Spring must have come very early last year, because it was only when we were standing there this morning, shaking and shivering in the sheeting rain that we realised how lucky we'd been with the weather on our wedding day. It was glorious this time last year. The sun shone. The guests wandered around the boating lake eating ice creams, and the blossoms were in full bloom. Today they were barely visible.
As we drove up this morning, both of us felt a little flutter in our tummies recalling the nerves we'd felt as we took the taxi up to the Palace with Nathan's sister on our big day. Nathan grabbed my hand and pointed to our rings: "we weren't wearing these twelve months ago..."
We drove from Ali Pali to Huntingdonshire to meet up with Lisa and Mark and celebrate three things: the life of their son, my honorary God-son, George, the second birthday of their daughter Rosie, and our wedding anniversary.
When we arrived - late of course because the clocks had gone forward - Lisa told us that she had a present for us in the sitting room, and as we walked in, four people popped up like Jack-in-boxes from behind the sofa. It took us both a few seconds to compute that Philippa, Dylan, Deia and Silver had travelled up to Huntingdon to spend our special day with us. It was a wonderful, wonderful surprise and we both felt very deeply touched. They all met at the wedding, but Lisa and Mark and Philippa and Dylan come from different parts of our extended friendship groups, so it was rather surreal and quite pleasurable to see them all together in one space. The kids got on famously, Philippa and Lisa seem to adore one another, and Mark and Dylan instantly disappeared into the study to play songs from the musical Matilda, and look at Mark's drums for what seemed like hours!
Lisa cooked a lot of stunning food for us, mostly things from the Ottolenghi cook book, which, for a veggie, is a huge treat. Chilli-infused halloumi? Not 'arf!
We went for a lovely walk in Spaldwick village, which I learned today (due to community activity) has some of the fastest broadband in the country. It's also the only place I know whose village shop is also a delicatessen!

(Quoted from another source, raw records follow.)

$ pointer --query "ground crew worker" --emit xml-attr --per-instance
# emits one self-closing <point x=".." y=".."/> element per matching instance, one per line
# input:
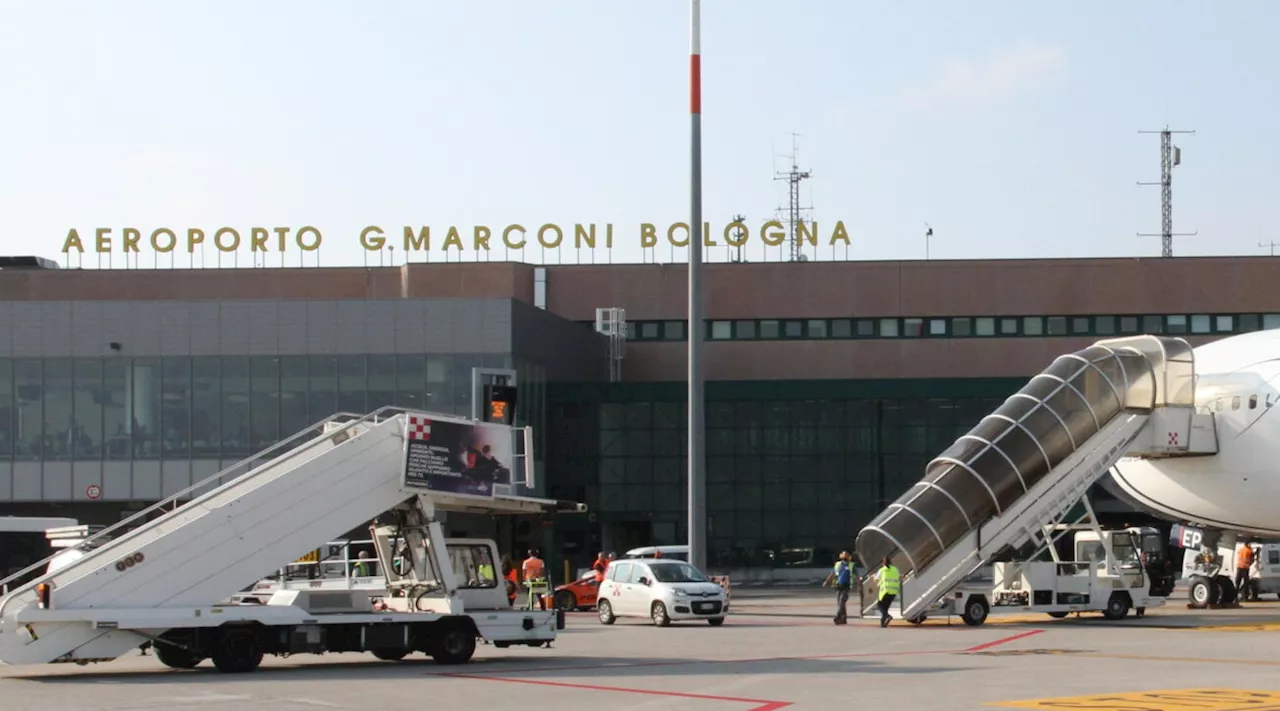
<point x="534" y="573"/>
<point x="361" y="568"/>
<point x="1243" y="560"/>
<point x="888" y="582"/>
<point x="599" y="566"/>
<point x="842" y="577"/>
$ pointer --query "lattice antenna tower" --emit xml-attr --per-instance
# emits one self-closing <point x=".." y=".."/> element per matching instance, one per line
<point x="794" y="213"/>
<point x="1170" y="156"/>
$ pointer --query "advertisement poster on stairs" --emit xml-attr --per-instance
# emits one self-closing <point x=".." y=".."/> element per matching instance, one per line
<point x="458" y="457"/>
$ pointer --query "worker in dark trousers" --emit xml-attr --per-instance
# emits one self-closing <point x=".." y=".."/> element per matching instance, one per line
<point x="888" y="582"/>
<point x="842" y="578"/>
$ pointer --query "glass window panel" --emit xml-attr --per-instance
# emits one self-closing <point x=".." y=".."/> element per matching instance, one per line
<point x="411" y="382"/>
<point x="382" y="382"/>
<point x="28" y="383"/>
<point x="176" y="408"/>
<point x="323" y="388"/>
<point x="264" y="409"/>
<point x="206" y="397"/>
<point x="8" y="433"/>
<point x="59" y="420"/>
<point x="86" y="437"/>
<point x="352" y="384"/>
<point x="293" y="396"/>
<point x="145" y="383"/>
<point x="236" y="437"/>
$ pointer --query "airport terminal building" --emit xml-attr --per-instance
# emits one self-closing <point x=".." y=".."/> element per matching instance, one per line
<point x="830" y="384"/>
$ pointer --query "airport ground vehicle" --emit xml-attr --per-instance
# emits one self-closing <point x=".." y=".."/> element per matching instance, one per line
<point x="165" y="579"/>
<point x="1015" y="477"/>
<point x="661" y="589"/>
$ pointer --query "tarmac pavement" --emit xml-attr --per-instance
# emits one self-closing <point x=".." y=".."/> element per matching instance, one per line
<point x="776" y="651"/>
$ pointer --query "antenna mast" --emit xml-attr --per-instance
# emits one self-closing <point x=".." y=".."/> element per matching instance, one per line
<point x="1170" y="155"/>
<point x="795" y="214"/>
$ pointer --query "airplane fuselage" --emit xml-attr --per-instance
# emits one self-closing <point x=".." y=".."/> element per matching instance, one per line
<point x="1239" y="487"/>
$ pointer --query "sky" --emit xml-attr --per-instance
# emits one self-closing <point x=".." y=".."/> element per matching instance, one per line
<point x="1009" y="127"/>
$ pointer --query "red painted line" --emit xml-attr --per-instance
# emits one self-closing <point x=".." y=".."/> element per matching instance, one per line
<point x="760" y="705"/>
<point x="695" y="83"/>
<point x="1004" y="641"/>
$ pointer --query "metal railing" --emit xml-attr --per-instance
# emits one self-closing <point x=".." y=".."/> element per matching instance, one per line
<point x="167" y="506"/>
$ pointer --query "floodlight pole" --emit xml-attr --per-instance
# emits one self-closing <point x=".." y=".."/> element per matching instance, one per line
<point x="696" y="469"/>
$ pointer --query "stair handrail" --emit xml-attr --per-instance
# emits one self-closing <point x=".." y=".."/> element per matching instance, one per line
<point x="174" y="498"/>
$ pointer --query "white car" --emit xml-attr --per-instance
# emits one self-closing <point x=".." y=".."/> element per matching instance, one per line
<point x="659" y="589"/>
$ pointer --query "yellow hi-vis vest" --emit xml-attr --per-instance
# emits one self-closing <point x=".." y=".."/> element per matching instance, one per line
<point x="888" y="580"/>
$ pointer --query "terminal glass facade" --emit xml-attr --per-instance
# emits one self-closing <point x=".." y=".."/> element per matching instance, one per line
<point x="222" y="408"/>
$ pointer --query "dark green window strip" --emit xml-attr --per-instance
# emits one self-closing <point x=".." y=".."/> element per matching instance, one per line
<point x="956" y="327"/>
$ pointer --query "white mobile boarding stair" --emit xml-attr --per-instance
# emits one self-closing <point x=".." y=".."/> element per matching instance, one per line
<point x="1027" y="464"/>
<point x="316" y="486"/>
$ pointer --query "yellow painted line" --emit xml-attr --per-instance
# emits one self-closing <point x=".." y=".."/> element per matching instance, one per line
<point x="1174" y="700"/>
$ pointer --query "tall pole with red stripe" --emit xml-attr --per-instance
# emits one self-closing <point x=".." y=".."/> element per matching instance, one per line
<point x="696" y="459"/>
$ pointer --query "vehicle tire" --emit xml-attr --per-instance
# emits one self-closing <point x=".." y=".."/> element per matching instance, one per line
<point x="566" y="601"/>
<point x="1226" y="589"/>
<point x="658" y="612"/>
<point x="1202" y="592"/>
<point x="389" y="653"/>
<point x="455" y="646"/>
<point x="176" y="657"/>
<point x="1118" y="606"/>
<point x="238" y="651"/>
<point x="976" y="610"/>
<point x="606" y="611"/>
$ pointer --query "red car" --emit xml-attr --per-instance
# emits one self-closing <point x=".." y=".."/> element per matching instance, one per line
<point x="579" y="595"/>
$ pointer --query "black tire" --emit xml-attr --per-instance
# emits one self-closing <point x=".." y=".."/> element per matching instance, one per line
<point x="238" y="651"/>
<point x="976" y="610"/>
<point x="606" y="611"/>
<point x="456" y="645"/>
<point x="1118" y="606"/>
<point x="566" y="601"/>
<point x="1202" y="592"/>
<point x="658" y="614"/>
<point x="176" y="657"/>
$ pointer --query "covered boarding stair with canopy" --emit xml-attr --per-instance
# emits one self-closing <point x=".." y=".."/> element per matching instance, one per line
<point x="1015" y="474"/>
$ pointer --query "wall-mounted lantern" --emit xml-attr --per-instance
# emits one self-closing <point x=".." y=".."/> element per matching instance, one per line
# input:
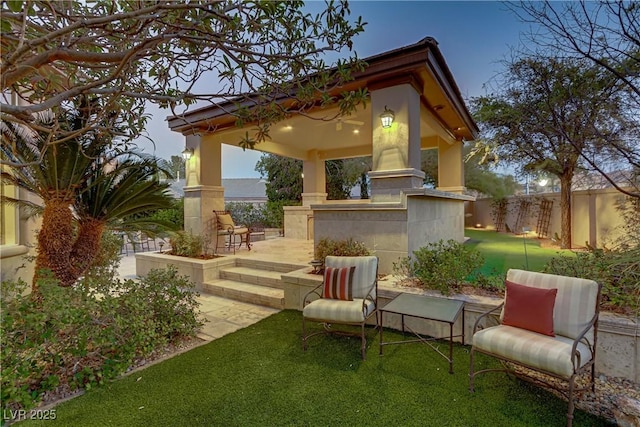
<point x="187" y="153"/>
<point x="386" y="118"/>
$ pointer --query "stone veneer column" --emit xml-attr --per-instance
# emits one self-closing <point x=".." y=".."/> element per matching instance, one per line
<point x="396" y="150"/>
<point x="450" y="167"/>
<point x="203" y="192"/>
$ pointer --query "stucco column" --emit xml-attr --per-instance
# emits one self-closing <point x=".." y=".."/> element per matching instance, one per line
<point x="396" y="150"/>
<point x="314" y="181"/>
<point x="203" y="192"/>
<point x="450" y="167"/>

We went to the blustery churchyard to see little George's grave, which looks beautiful covered in primroses. The last time I visited this particular church was during his funeral when hundreds of white helium-filled balloons were released into the air. I will never forget the beautiful image of them all flying up to heaven with little messages attached, silhouetted against the bright spring sunshine.
There was a last-minute dash to the train station in Huntingdon to get Philippa, Dylan and the kids to their train. We went via Brampton, erstwhile home of Pepys, and passed Hinchingbrooke, the ancestral home of his Pepys' supporter and cousin, Lord Sandwich.
I didn't sleep at all last night. My mind was full to the rafters with thoughts and worries about films and projects, so when I got back from the station, I had a lovely sleep, like a little old man, on the sofa.
We came home and went back to Ali Pali. It felt right to start and finish our day there, and, because it was dry again, we were finally able to take Nathan's photograph, in front of the glorious rose window up there which was glowing like some kind of mystical orb, whilst the lights of London twinkled and fluttered in a sea of darkness.